London: leading the way

Written by: HTU | Published:

The London Leadership Strategy – born out of the London Challenge – is working to spread best practice across the capital and beyond. Dorothy Lepkowska explains

It comes as no great surprise when a government initiative is quietly closed down and forgotten. Usually this is because it has failed.

But the London Challenge was an exception. Far from failing, the Labour-led scheme had resulted in spectacular results across the capital. So it was probably for reasons of ideology and the climate of austerity, rather than any other, that funding to the project was withdrawn by the coalition government last March.

However, now reformed as the London Leadership Strategy (LLS), the organisation is looking not only to continue its work, but to move beyond the capital.

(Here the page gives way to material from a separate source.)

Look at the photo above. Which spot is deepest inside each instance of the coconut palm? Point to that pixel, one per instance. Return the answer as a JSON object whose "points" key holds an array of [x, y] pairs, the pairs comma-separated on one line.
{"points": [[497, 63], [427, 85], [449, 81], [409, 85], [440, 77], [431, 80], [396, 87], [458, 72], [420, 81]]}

As Dame Sue John, a director of the LLS, explained: “The London Challenge started out as a relatively small group of secondary heads who were outstanding practitioners and leaders with a commitment to raising standards for all children.

“It grew over the years and now more than 1,000 primary, secondary and special schools are involved, which is a quarter of all schools in the capital. The challenge, in the real sense, for us now is to maintain and expand on that work, and to continue to harness that expertise so that it and the relationships that have been forged are not lost.”

It is easy to see why there is a moral will to keep this initiative alive. When it began in 2003, London had the lowest proportion of pupils achieving five A* to C grades at GCSEs out of England’s nine regions. But by 2010 it was at the top of the table – the only capital city in the developed world where academic performance outstripped that of the rest of the country.

While the LLS does not claim to have all the answers, or even to be the main contributor to London’s surge in performance, there is sufficient evidence – verified by Ofsted – to show it has played a major role.

Dame Sue continued: “In the past the approach may have come from the local authority of the school requesting support and we would broker that support, and be engaged with matching up National Leaders of Education (NLE) or Local Leaders of Education (LLE) with the school concerned.

“This was crucial to the success of the scheme. Between us, over the years, we have learned all about the heads and know their strengths, the type of school they lead and even their personalities.

“We do not use a one-size-fits-all approach. What we are offering is a bespoke service with the right match for the right context. You have to have a global intelligence to do this effectively and our concern was that, if (the London Challenge) broke up because the funding had ended, then we would lose all that knowledge and expertise.”

These levels of support do not begin and end with school leaders, however. The LLS has developed a wide range of programmes which are offered at whole-school level or can be aimed at individual teachers or departments needing some additional input.

David Bartram, director of the LLS’s Inclusion Support Programme, said there were six primary, eight secondary as well as a number of programmes aimed at supporting schools with challenges around special needs and behaviour.

He explained: “Aspirational schools will examine the work of every department and the service we offer may include heads of departments working directly with their counterparts in other schools, or leading practitioners from pupil referral units passing on their expertise to mainstream schools. Heads of department are often plunged into a position of responsibility they may not be prepared for so they need to get the context right.

“In some cases they are working with SENCOs or teaching assistants on an alternative curriculum. What we aim to do is to move that knowledge and expertise about. And it is not the case that schools are matched with neighbouring schools. Sometimes they will be linked with those from the other side of the capital if that is the most appropriate partner.”Previously funded by the government, via the National College for School Leadership, the LLS now aims to become a self-funding, not-for-profit organisation. In the past few months it has managed to keep going through some transitional funding but it will soon have to strike out alone.

While the early recipients of support were often referred by the local authority, intervention now often comes in the form of word of mouth recommendation with schools coming forward themselves – indicating its work is far from done.

Dame Sue said: “Some schools get private consultants in but the issues often remain when they leave. We are outcomes-focused. We want to keep this level of progress for young people in the capital and we don’t want to lose the fact that there has been a cultural shift to school improvement.

“Our model is not a quick fix sticking plaster but a means of working with colleagues to create sustainable improvement. They need to know they can complete the journey by themselves rather than becoming dependent on someone else. We want our partners to care for the success of every single child in London and not just those in their own school.”

The LLS can rightly claim to have played its part in the rise in pupil achievement and attainment in the capital. It has survived while other higher profile initiatives, such as Fresh Start, Education Action Zones and Excellence in Cities, are long forgotten. The fact there is a will to continue the work it has started is testament to its success.The next step will be casting its net further afield. Already there have been approaches from schools and local authorities in the south-east and other parts of England, wanting to know if the LLS will work with them to set up a similar network of support.

Dame Sue added: “One way we may be able to help them is to support the development of some sort of infrastructure in those regions and then pull out when these are comfortably in place.

“There is still a lot of work to be done. Good teachers can be great teachers. Great teachers can be outstanding. And the work of headteachers is never done. They need always to be one step ahead.”

• Dorothy Lepkowska is a freelance education journalist.